Today is Good Friday, and many churches will be packed as the faithful celebrate Easter.
The crucifixion of Christ, and in two days’ time, the joyful feast of the resurrection are the holiest days in the calendar.
Educated in a C of E church school 70 years ago, I had the importance of this festival dinned into me. But it seemed natural, anyway.
England was a much more religious country then. Not in a showy kind of way, but as part of life. Church – or chapel – was embedded in the social fabric.
As a teenager, I courted my girlfriend (and future wife) in the youth club of a Wakefield Methodist chapel, after the Sunday service. Looking back, it was all terribly innocent, though Mother Nature had ways of getting us into mischief.
This weekend, we’re visiting Cramond Kirk, a 15th-century church just north of Edinburgh, where 60 years ago on Sunday the Rev Campbell Maclean married us.
I was just 19, she was 17. We eloped to Scotland because my father wouldn’t let us wed. It took an understanding Church of Scotland minister to make us an honest couple.
I write about this not merely to remember, but to consider the role of religion in politics.
It’s unusual to have a practising Christian in No 10 these days, and Theresa May was the last Anglican premier.

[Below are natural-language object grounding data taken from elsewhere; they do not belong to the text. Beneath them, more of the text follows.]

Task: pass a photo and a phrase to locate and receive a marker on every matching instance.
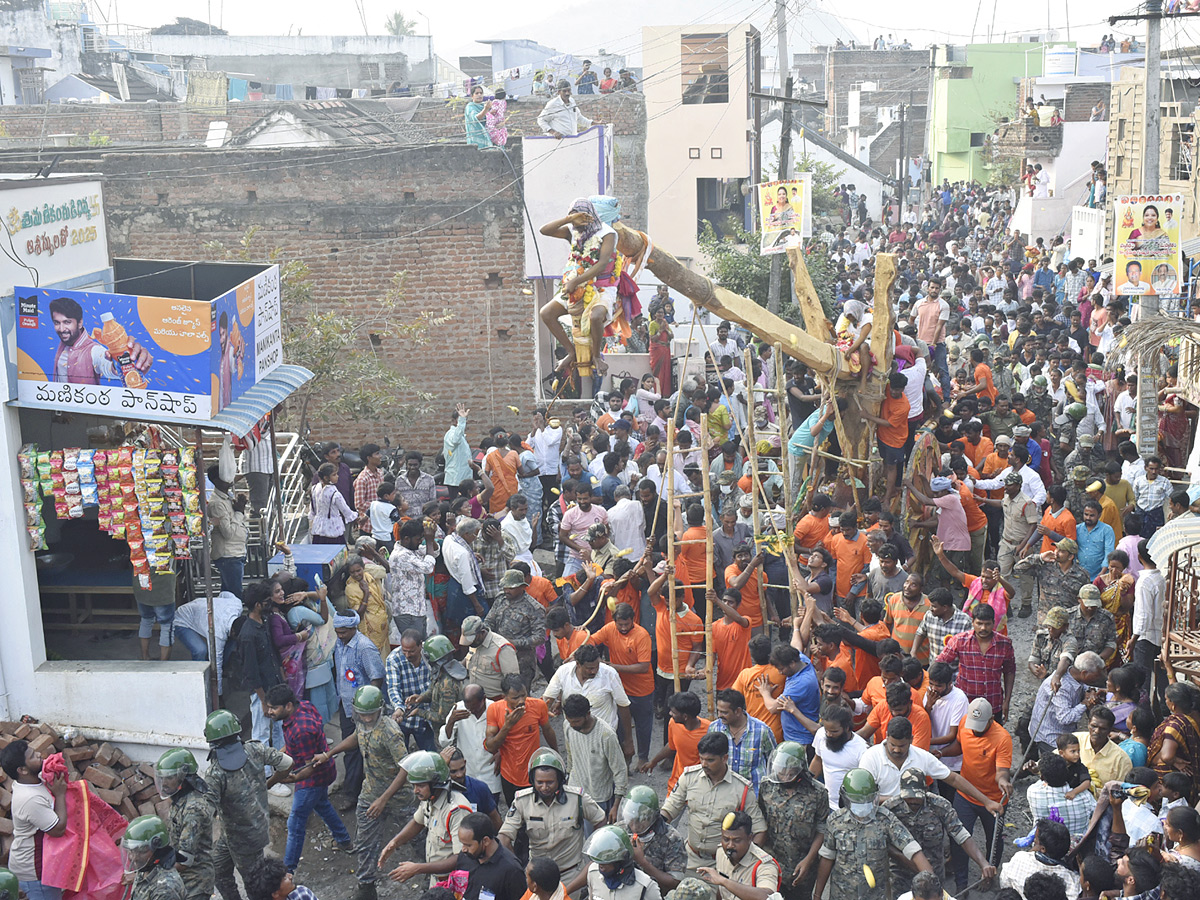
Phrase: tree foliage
(340, 343)
(400, 25)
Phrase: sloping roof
(361, 121)
(813, 137)
(139, 91)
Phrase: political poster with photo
(1149, 255)
(785, 211)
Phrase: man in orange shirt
(975, 445)
(832, 653)
(987, 763)
(892, 430)
(731, 639)
(513, 733)
(569, 637)
(629, 652)
(1057, 521)
(749, 679)
(996, 462)
(849, 547)
(901, 701)
(684, 732)
(814, 527)
(871, 627)
(977, 520)
(983, 383)
(743, 576)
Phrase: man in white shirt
(897, 754)
(946, 706)
(838, 750)
(1149, 592)
(561, 118)
(35, 809)
(627, 519)
(595, 681)
(466, 729)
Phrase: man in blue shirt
(1096, 540)
(799, 705)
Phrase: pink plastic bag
(85, 861)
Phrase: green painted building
(975, 88)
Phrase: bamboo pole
(706, 475)
(669, 483)
(755, 490)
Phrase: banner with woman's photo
(1149, 255)
(785, 211)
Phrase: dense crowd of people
(515, 645)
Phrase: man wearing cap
(987, 763)
(561, 118)
(930, 820)
(491, 657)
(951, 521)
(521, 619)
(709, 792)
(744, 871)
(1051, 642)
(1095, 538)
(1109, 513)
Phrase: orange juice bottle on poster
(117, 341)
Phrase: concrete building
(373, 61)
(976, 88)
(864, 90)
(702, 135)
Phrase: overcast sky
(575, 27)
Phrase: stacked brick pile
(124, 785)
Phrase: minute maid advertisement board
(147, 357)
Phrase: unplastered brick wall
(447, 216)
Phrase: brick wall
(358, 216)
(358, 221)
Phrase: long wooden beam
(702, 292)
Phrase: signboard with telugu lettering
(141, 357)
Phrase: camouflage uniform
(1042, 406)
(851, 844)
(1093, 634)
(382, 748)
(930, 826)
(157, 883)
(191, 835)
(523, 623)
(1047, 652)
(240, 798)
(666, 852)
(1055, 586)
(796, 814)
(443, 694)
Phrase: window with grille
(705, 63)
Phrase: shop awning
(245, 413)
(1175, 535)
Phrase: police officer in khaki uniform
(441, 810)
(552, 813)
(612, 874)
(743, 870)
(490, 659)
(709, 792)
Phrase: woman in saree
(1173, 420)
(364, 595)
(1115, 585)
(1176, 742)
(589, 280)
(660, 349)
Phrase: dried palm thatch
(1151, 335)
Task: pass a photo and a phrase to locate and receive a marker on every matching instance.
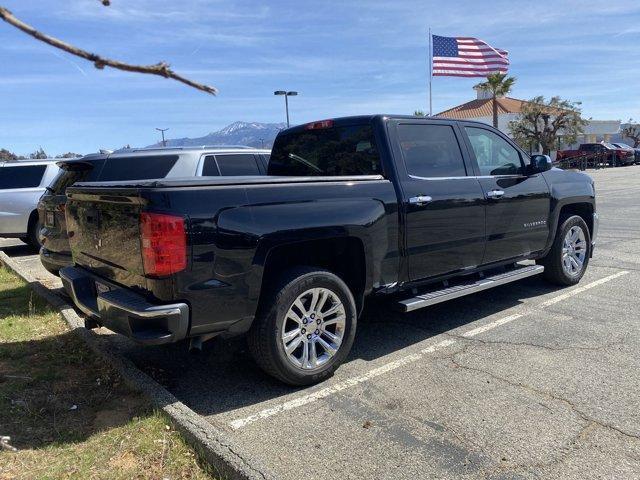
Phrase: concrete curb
(229, 459)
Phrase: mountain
(252, 134)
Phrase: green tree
(499, 85)
(38, 154)
(632, 131)
(6, 155)
(543, 122)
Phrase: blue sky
(344, 57)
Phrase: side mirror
(540, 163)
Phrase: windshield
(348, 150)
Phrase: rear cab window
(75, 172)
(494, 155)
(431, 151)
(137, 167)
(333, 151)
(21, 176)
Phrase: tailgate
(104, 234)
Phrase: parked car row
(613, 154)
(22, 183)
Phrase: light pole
(286, 100)
(162, 130)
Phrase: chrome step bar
(449, 293)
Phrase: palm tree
(499, 85)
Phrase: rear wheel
(568, 258)
(305, 327)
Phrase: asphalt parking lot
(522, 381)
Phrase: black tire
(33, 232)
(264, 338)
(552, 262)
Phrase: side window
(241, 164)
(28, 176)
(495, 156)
(137, 168)
(209, 168)
(431, 150)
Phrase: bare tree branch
(161, 69)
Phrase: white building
(509, 109)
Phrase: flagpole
(430, 72)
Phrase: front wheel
(305, 327)
(568, 258)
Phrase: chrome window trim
(416, 177)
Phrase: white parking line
(414, 357)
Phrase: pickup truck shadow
(224, 377)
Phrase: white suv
(22, 183)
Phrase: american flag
(467, 57)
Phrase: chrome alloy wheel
(313, 328)
(574, 251)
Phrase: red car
(608, 151)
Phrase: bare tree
(161, 69)
(6, 155)
(542, 122)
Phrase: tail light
(164, 244)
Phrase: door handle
(420, 200)
(495, 194)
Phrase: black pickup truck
(420, 210)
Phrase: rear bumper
(123, 311)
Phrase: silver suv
(135, 164)
(22, 183)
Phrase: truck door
(443, 203)
(518, 204)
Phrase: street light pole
(162, 130)
(286, 100)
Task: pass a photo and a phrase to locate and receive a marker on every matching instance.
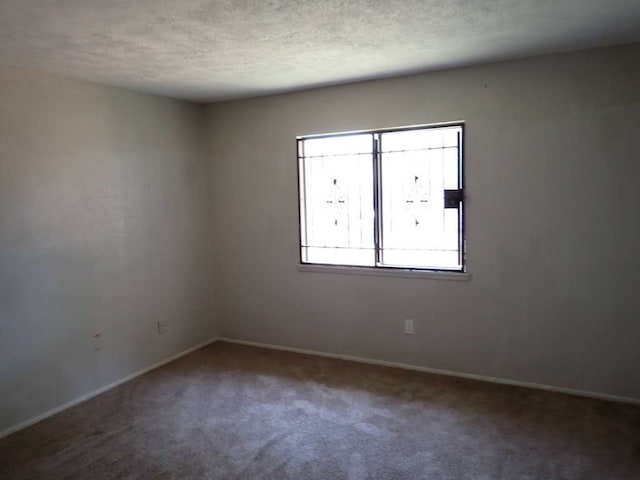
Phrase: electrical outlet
(408, 327)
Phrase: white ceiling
(208, 50)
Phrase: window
(383, 199)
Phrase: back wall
(551, 170)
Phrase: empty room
(251, 239)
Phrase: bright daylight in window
(387, 198)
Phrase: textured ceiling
(207, 50)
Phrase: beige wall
(104, 228)
(552, 169)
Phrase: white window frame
(460, 273)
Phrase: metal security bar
(390, 198)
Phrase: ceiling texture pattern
(210, 50)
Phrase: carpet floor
(236, 412)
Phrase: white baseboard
(516, 383)
(94, 393)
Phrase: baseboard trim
(437, 371)
(83, 398)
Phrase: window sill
(385, 272)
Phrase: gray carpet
(234, 412)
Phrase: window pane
(337, 200)
(417, 231)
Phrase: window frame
(459, 273)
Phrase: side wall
(552, 166)
(105, 229)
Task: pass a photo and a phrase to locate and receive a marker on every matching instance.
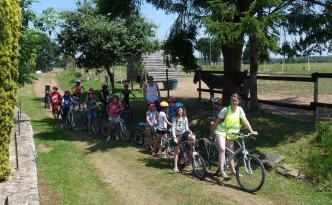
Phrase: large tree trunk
(111, 76)
(253, 73)
(232, 67)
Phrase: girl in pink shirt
(113, 115)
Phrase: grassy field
(70, 171)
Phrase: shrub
(9, 34)
(321, 157)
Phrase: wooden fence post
(199, 86)
(315, 77)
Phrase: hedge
(10, 23)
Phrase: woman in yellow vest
(229, 121)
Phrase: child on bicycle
(162, 126)
(124, 96)
(91, 106)
(151, 117)
(67, 106)
(47, 92)
(171, 110)
(55, 98)
(181, 131)
(77, 90)
(228, 122)
(217, 107)
(113, 111)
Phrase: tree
(259, 21)
(10, 24)
(207, 46)
(97, 42)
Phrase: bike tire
(95, 126)
(199, 167)
(104, 126)
(170, 150)
(252, 178)
(139, 136)
(125, 132)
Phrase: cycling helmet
(163, 104)
(171, 100)
(178, 105)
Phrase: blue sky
(157, 17)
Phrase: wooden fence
(314, 78)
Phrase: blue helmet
(178, 105)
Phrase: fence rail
(314, 78)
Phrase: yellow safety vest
(230, 124)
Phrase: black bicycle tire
(139, 133)
(95, 126)
(104, 126)
(240, 176)
(125, 133)
(198, 159)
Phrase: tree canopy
(98, 42)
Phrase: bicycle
(250, 171)
(198, 163)
(95, 123)
(68, 120)
(56, 112)
(125, 129)
(210, 154)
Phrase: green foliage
(10, 23)
(321, 157)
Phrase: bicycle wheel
(125, 131)
(212, 159)
(139, 135)
(85, 122)
(95, 125)
(104, 126)
(199, 167)
(250, 173)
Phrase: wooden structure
(154, 65)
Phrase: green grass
(70, 163)
(65, 169)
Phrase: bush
(321, 157)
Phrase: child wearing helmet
(77, 90)
(55, 98)
(124, 96)
(217, 107)
(47, 92)
(151, 117)
(180, 131)
(162, 126)
(91, 108)
(113, 114)
(104, 93)
(67, 105)
(171, 110)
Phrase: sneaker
(223, 174)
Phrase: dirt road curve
(129, 187)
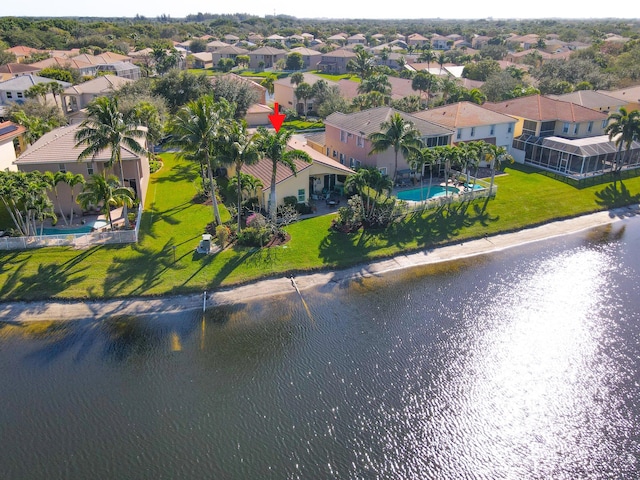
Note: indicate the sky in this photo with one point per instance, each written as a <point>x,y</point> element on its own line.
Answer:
<point>461,9</point>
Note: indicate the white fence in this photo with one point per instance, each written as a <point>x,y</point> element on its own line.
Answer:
<point>77,240</point>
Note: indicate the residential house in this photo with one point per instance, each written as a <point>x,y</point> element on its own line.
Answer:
<point>438,42</point>
<point>216,45</point>
<point>336,62</point>
<point>14,90</point>
<point>357,39</point>
<point>56,151</point>
<point>121,69</point>
<point>202,60</point>
<point>599,101</point>
<point>76,98</point>
<point>11,143</point>
<point>629,95</point>
<point>548,131</point>
<point>472,122</point>
<point>284,93</point>
<point>417,40</point>
<point>310,58</point>
<point>312,180</point>
<point>23,53</point>
<point>347,138</point>
<point>265,57</point>
<point>230,51</point>
<point>85,69</point>
<point>11,70</point>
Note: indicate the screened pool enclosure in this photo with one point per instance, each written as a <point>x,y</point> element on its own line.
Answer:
<point>576,158</point>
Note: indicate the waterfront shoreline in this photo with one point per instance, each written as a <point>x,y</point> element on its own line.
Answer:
<point>18,312</point>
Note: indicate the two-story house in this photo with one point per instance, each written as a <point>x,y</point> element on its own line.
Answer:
<point>472,122</point>
<point>336,62</point>
<point>265,57</point>
<point>346,138</point>
<point>561,136</point>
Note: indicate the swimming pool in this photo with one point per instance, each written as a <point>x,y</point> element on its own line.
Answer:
<point>88,228</point>
<point>420,194</point>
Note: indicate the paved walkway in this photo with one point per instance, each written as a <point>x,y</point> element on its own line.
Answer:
<point>59,310</point>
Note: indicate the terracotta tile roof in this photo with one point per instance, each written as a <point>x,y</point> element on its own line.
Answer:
<point>18,68</point>
<point>99,85</point>
<point>368,121</point>
<point>541,108</point>
<point>262,169</point>
<point>591,99</point>
<point>59,146</point>
<point>10,130</point>
<point>463,114</point>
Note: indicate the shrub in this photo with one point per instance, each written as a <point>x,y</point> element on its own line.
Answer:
<point>223,233</point>
<point>253,237</point>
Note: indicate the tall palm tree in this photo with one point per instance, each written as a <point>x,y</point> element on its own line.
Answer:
<point>238,148</point>
<point>624,126</point>
<point>107,129</point>
<point>421,158</point>
<point>194,130</point>
<point>273,145</point>
<point>106,191</point>
<point>399,134</point>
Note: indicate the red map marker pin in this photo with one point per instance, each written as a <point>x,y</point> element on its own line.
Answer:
<point>277,118</point>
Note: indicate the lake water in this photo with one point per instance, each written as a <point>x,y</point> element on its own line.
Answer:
<point>522,364</point>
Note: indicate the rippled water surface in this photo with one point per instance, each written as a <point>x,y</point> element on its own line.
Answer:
<point>520,364</point>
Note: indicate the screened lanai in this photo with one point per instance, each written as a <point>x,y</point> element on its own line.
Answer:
<point>576,158</point>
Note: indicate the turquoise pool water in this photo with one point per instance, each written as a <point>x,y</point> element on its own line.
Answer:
<point>424,193</point>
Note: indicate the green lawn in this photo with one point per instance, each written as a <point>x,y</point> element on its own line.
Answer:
<point>172,219</point>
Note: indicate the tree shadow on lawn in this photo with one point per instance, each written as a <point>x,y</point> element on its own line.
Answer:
<point>180,172</point>
<point>611,196</point>
<point>152,218</point>
<point>134,276</point>
<point>417,231</point>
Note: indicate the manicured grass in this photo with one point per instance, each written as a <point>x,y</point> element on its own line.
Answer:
<point>172,219</point>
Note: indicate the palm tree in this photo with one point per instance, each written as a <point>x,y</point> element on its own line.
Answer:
<point>625,127</point>
<point>273,145</point>
<point>421,158</point>
<point>106,191</point>
<point>238,148</point>
<point>399,134</point>
<point>107,129</point>
<point>194,130</point>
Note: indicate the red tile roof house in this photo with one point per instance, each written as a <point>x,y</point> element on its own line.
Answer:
<point>9,133</point>
<point>56,151</point>
<point>346,138</point>
<point>323,174</point>
<point>472,122</point>
<point>562,137</point>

But we now have a devout Hindu as Prime Minister, and the SNP chose Humza Yousaf, a Muslim, as its leader by a narrow margin over Kate Forbes, an evangelical Christian.
Belief still has an influence in public life, even if not always visible. Is that a good thing? Possibly, if politicians think there may be something superior to themselves.
The late John Smith, the best Labour premier we never had, was a regular churchgoer, arguing that politics “ought to be a moral activity”.
And he had a sense of humour.
“I’m going to pray for Nigel!” he once joked of a union leader who leaked a story to me. The Almighty would approve of that.